I was reflecting the other night on what it was that made a book a five-star read for me. When reviewing on Goodreads and Amazon, I’ve given five stars to a quite large number of books ranging from almost everything in the Choc Lit catalogue, quite a few recent psychological thrillers and some young adult reads. If I’d marked out of ten, I might have been able to separate them all by half points… but my basic measure for a five star book is that if it’s quite clear in what it sets out to achieve, delivers as promised and is an enjoyable read, then it’s earned the accolade. And that’s a very long introduction to why my review of Sue Welfare’s Off The Record is a five star one!
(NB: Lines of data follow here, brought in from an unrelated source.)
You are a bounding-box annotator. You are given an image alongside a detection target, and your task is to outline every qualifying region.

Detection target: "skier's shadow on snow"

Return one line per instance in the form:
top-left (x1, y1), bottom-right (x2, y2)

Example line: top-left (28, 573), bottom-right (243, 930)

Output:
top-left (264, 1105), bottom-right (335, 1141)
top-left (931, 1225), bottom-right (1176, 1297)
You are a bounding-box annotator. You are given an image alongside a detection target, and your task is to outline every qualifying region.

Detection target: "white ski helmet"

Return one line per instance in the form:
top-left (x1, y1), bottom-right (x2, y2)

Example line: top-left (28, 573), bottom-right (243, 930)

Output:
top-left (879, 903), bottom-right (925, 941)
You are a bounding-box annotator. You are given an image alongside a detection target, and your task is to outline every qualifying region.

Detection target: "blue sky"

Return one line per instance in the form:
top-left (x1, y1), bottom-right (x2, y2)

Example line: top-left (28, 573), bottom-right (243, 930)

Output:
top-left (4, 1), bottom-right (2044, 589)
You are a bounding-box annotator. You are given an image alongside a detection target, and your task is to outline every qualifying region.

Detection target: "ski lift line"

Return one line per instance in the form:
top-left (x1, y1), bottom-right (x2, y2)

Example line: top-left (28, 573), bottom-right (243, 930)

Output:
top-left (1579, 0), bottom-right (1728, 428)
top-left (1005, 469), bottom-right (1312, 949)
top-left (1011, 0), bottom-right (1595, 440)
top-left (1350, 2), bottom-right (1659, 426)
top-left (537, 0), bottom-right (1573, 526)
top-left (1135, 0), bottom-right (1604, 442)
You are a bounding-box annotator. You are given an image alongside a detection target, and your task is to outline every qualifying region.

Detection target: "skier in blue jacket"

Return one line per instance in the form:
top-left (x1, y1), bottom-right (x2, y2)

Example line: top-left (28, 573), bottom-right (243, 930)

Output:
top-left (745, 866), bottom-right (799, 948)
We meet Liz defacing her wedding album, her hopeless ex-husband having let her down by failing to pick up her sons for the weekend yet again. She has a wonderful, straight-talking friend called Claire who encourages her to take up her old career as a journalist to help her out with a double-booking. And so she finds herself travelling to the Flag Hotel in Norwich – a train journey fraught with bad luck and bad connections, to interview bad boy artist Jack Sandfi. Instead, she meets the gorgeous Nick Hastings who is there for a job interview with a female employer he’s never met. There follows a cleverly written episode of mistaken identity that it takes the rest of the book to disentangle.
The characters are beautifully written – the artist and his unusual domestic set up, the wronged wife, and the wonderfully predatory potential employer Jeanna O’Hanlon. The story twists and turns on coincidences and misunderstandings, but it’s very cleverly done, and I read the book in a single highly enjoyable sitting. The friendship with Claire is very well drawn, and it has its challenges to overcome. This book is unashamed chick lit, but a cut above the average, well written with believable characters (and some clever caricatures): it tugs at the heartstrings at times, but it’s also very funny. I once emphatically declared that I wasn’t really a fan of romantic comedy, but this is one of several recent reads that have really changed my mind – this is a story with both a heart and real intelligence.
My e-copy of this book was supplied by the author for review, and has been updated since its original release in 1998 Sue lives and works in East Anglia and produces her books under the names of Sue Welfare, Gemma Fox and Kate Lawson. Writing as Gemma Fox, Sue was short-listed for the Melissa Nathan Comedy Romance Award in 2006 for The Cinderella Moment.